Play or Pay: The GDOL’s New Rule On Unemployment Claims

By: Jennifer Miller

GDOLIn 2011, the Trade Adjustment Assistance Extension Act of 2011(“TAAEA”) was signed into law.  Under section 252 of TAAEA, the federal government required states to enact stricter rules for employers’ responses to requests for information regarding unemployment claims.   Pursuant to TAAEA, states were to make the required changes by October 21, 2013.  In Georgia, the Georgia General Assembly failed to act by this deadline, forcing the Georgia Department of Labor (“GDOL”) to take action.  The result: a new rule, which the GDOL notified employers of on November 22, 2013.

The new rule can be found at Chapter 300-2-3-.05 of the Rules of Georgia Department of Labor.  As explained by the GDOL here, under the new rule:

An employer’s account shall be charged and may not be relieved of charges, regardless of whether the associated determination to pay benefits is later reversed on appeal or if an overpayment is established, if the employer or an agent of the employer was at fault for failing to respond timely or adequately to a departmental request of information relating to the claim with improper benefits and the employer or an agent of the employer also failed to timely or adequately respond during the previous twelve calendar months to any requested reports with respect to three (3) individual claims established.

In simple terms: employers must respond to the GDOL’s requests for information in a timely manner and with adequate information.  Failure to do so could result in an employer paying more and its experience rating, which is used to determine their tax assessment, being impacted.

Employers who are found to have violated this new rule should note that there is a small glimmer of hope as employers can appeal the GDOL’s determination that they failed to timely or adequately respond.  However, the burden on an appealing employer is high. When challenging the GDOL’s determination that a response was untimely, to succeed on appeal, an employer must show: (a) the written request for information was mailed to an incorrect employer address; or (b) proof that the response was provided prior to the deadline.  When challenging a determination that a response was inadequate an employer or their agent must show their response was complete and provided all information requested.  Employers who establish “substantial good cause,” as explained in the new rule, can also avoid the effects of the new rule.

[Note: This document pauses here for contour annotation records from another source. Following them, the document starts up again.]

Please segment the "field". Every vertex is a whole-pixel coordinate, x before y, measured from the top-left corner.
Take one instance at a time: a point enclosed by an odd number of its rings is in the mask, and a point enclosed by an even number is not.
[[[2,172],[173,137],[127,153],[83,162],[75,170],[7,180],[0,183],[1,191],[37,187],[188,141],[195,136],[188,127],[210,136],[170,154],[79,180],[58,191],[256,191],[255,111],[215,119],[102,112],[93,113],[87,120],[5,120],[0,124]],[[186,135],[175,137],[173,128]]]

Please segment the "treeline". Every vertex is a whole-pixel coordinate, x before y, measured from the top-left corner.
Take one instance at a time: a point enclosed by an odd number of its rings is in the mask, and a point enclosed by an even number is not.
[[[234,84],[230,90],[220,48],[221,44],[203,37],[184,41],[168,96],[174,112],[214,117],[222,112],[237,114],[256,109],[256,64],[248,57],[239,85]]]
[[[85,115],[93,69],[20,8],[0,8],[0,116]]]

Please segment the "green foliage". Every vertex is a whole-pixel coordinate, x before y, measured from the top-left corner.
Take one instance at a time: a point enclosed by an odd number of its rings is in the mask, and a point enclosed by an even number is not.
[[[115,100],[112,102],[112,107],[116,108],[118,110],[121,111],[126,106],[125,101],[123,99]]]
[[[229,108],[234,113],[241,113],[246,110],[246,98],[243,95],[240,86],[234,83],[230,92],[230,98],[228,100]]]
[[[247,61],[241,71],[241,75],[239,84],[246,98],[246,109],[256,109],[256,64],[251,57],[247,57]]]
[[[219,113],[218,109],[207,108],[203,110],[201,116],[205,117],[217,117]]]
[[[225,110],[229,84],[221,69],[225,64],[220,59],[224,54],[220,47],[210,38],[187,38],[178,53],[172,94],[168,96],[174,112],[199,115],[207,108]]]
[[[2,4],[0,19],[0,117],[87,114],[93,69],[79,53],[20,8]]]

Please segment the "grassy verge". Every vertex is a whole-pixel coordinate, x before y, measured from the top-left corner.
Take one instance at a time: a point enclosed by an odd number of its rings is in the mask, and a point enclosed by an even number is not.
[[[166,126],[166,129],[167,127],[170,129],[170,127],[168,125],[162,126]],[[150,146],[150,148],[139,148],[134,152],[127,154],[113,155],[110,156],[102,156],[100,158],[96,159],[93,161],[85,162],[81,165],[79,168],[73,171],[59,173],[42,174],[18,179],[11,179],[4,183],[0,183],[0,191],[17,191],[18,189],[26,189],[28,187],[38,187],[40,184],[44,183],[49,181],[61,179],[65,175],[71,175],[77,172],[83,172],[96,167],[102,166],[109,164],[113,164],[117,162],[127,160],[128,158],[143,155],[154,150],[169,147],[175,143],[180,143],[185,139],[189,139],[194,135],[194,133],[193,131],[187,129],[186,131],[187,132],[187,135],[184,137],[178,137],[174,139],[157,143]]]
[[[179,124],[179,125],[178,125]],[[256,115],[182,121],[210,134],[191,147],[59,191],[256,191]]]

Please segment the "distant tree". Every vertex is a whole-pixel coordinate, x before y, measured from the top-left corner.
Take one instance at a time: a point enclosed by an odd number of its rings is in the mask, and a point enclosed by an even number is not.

While employers should take this new rule seriously, it is also worth noting that this rule may not be here to stay.  As even noted by the GDOL the Georgia General Assembly must enact conforming legislation in order for this rule to remain in effect.  Accordingly, the Georgia General Assembly could change this rule or provide employers with more guidance during the upcoming legislative session, which is slated to start January 13, 2014.  Until then, employers and their agents should be careful to provide timely and adequate responses to all requests for information from the GDOL.